What does this mean? Well, I first had to explain the symbolism and significance of Brethren in Christ women’s dress.
Here, I was aided by two books. The first was Peace and Persistence by M. J. Heisey, a Brethren in Christ scholar who teaches at SUNY Potsdam. From Heisey, I learned that Brethren in Christ women often bore the burden of the public practice of nonconformity, the doctrine that shaped their alternate ways of living in and relating to the larger society. This assertion reflected some of what I’d learned in my research: mainly, that Brethren in Christ women often felt that they were more “different” than their male counterparts, whose plain dress requirements were not nearly as distinctive as the women’s. Moreover, Heisey provides evidence that many Brethren in Christ women, especially in the first part of the twentieth century, saw plain dress as a form of empowerment and symbol of equality with men, even though the literature of the denomination explicitly described plain dresses and head coverings as symbols connoting women’s subordinate status to men.
The second book that helped me here was a collection of essays titled Strangers at Home: Mennonite and Amish Women in History, and edited by scholars Kimberly D. Schmidt, Diane Zimmerman Umble, and Stephen D. Reschly. One essay in this collection — “‘To Remind Us of Who We Are’: Multiple Meanings of Conservative Women’s Dress” by Beth E. Graybill — proved especially helpful. Graybill’s ethnographic work among 1990s-era conservative Mennonite women confirmed what Heisey’s historical research had also conveyed: that dress often had multiple meanings within the context of Anabaptist churches. Some saw it as empowering, while others saw it as a burden.

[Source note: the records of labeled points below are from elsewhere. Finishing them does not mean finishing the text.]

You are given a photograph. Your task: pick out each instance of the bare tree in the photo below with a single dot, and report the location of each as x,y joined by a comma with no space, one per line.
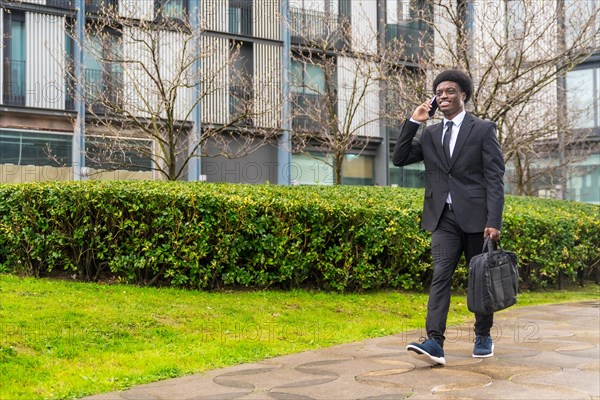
146,72
336,82
515,52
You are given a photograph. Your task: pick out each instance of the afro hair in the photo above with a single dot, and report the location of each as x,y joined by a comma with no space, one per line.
458,76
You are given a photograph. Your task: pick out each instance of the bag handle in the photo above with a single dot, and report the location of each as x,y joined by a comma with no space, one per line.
490,244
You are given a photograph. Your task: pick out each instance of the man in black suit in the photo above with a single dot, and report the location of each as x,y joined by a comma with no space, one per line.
464,199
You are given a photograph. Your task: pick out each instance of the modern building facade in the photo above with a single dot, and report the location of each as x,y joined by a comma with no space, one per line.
40,124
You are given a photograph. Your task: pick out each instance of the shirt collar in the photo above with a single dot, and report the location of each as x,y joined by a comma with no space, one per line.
457,121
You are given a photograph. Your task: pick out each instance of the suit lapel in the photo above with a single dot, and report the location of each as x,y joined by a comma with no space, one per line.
463,135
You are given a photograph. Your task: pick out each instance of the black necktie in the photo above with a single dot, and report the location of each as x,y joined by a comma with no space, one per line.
446,142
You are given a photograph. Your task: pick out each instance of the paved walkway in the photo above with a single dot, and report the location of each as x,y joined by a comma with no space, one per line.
541,352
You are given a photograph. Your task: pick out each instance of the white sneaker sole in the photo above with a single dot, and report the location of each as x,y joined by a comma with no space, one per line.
485,355
419,354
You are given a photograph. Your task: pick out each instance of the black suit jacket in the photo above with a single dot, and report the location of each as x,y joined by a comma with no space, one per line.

Knowing this helps to explain what it meant that Evangelicalism “empowered” the Brethren in Christ women to lay aside plain dress and head coverings. In my research, I uncovered anecdotes that suggest that women who encountered Evangelicals or Evangelical outreach methods ultimately came to see plain dress/head coverings as cultural forms rather than scriptural requirements, or as hindrances to effective outreach and assimilation. In other words, Brethren in Christ women who encountered Evangelicalism came to discard symbols like plain dress while maintaining (or seeking to maintain) values like humility and simplicity.
In next week’s update, I’ll explain the second half of my section on Evangelicalism and Brethren in Christ women, and offer some further thoughts about the importance of including the voices and experiences of women in this kind of historical research.